Monday, October 5, 2009
The Story of Jaycee Dugard
A girl disappears. Police can't figure out who took her, and they can't find a body. The investigation goes cold. Her family waits and wonders, torn between hope and resignation. And then, after years, she turns up—with children of her own, fathered by her alleged abductor and rapist during the nearly 20 years he and his wife imprisoned her in their backyard.
That's the story of Jaycee Dugard, abducted on her way to school in South Lake Tahoe in 1991, and accidentally discovered in the Bay Area in 2009.
And it's the story of Phillip Garrido, a registered sex offender still on parole. His neighbors thought he was a dangerous creep; his family can't find much good to say about him; and he was under the watch of the California justice system the whole time. Yet somehow, if investigators are correct in their allegations, he was able not only to abduct a young girl — but to hide her in plain sight without coming to the attention of authorities, including the parole officers who made routine visits to the Garrido home.
The son of a forklift operator and a real estate agent in Antioch, Calif., Phillip Garrido, now 58, was a quiet kid, but, by the time he graduated from Brentwood's Liberty High School in 1969, he had come to stand out as a little weird. He had grown his hair out, experimented with drugs and played in a psychedelic rock band. To most of his classmates, the moccasins, the fringed leather jacket, and the black light in his bedroom marked him as an outsider.
Maybe he was just more in tune with nearby San Francisco's youth culture than were his peers in the remote east end of the Bay Area.
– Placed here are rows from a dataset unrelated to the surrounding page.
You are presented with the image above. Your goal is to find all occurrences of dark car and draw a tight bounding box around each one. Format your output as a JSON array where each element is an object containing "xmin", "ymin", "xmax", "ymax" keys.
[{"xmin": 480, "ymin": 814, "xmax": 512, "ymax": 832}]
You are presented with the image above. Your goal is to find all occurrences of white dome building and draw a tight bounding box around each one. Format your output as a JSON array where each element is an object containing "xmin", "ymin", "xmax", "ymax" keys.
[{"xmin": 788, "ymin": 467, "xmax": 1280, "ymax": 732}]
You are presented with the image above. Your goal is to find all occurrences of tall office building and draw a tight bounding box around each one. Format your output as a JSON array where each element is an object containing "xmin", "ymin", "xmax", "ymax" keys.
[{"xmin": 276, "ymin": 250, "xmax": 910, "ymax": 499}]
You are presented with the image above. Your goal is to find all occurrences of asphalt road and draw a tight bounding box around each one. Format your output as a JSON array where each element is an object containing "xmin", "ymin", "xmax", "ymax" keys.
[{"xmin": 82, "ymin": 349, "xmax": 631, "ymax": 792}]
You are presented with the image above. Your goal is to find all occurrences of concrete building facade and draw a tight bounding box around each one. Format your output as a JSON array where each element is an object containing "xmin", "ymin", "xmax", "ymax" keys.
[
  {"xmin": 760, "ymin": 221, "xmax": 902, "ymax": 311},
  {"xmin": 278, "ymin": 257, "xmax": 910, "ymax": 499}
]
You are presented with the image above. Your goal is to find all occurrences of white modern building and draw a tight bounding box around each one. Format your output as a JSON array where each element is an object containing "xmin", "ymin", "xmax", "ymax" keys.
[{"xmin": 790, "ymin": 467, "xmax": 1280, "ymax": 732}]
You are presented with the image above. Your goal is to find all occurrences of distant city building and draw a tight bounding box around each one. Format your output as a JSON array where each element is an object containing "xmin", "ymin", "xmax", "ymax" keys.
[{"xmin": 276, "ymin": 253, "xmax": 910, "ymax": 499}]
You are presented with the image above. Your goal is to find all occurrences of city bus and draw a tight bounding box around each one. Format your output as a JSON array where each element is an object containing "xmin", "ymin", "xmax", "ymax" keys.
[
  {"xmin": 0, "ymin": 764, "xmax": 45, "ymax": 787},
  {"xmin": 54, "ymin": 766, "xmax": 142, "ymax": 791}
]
But his father would later point back to this period as a significant turning point, saying that the head injury Garrido sustained in a motorcycle accident changed him.
His high school sweetheart seemed like an unlikely match. Christine Perreira was the daughter of a locally prominent family. She had been popular in school, racking up a long roster of extracurricular activities. She would later report, though, that he beat her and that he'd raped a girl in school.
Garrido was charged with the rape of another girl in Antioch in 1972. The 14-year-old said that he gave her barbiturates and raped her when she passed out. But she refused to testify, and the charges were dropped. She would come forward in 2009 to make sure officials were aware of the incident, even though the statute of limitations on her case had long since passed.
Despite these incidents, Perreira and Garrido got married and moved to South Lake Tahoe in 1973. He'd allegedly been dealing drugs, and may have been pushed out of Antioch by other drug dealers. In Tahoe, she dealt blackjack at the Harrah's Casino while he played the bass guitar.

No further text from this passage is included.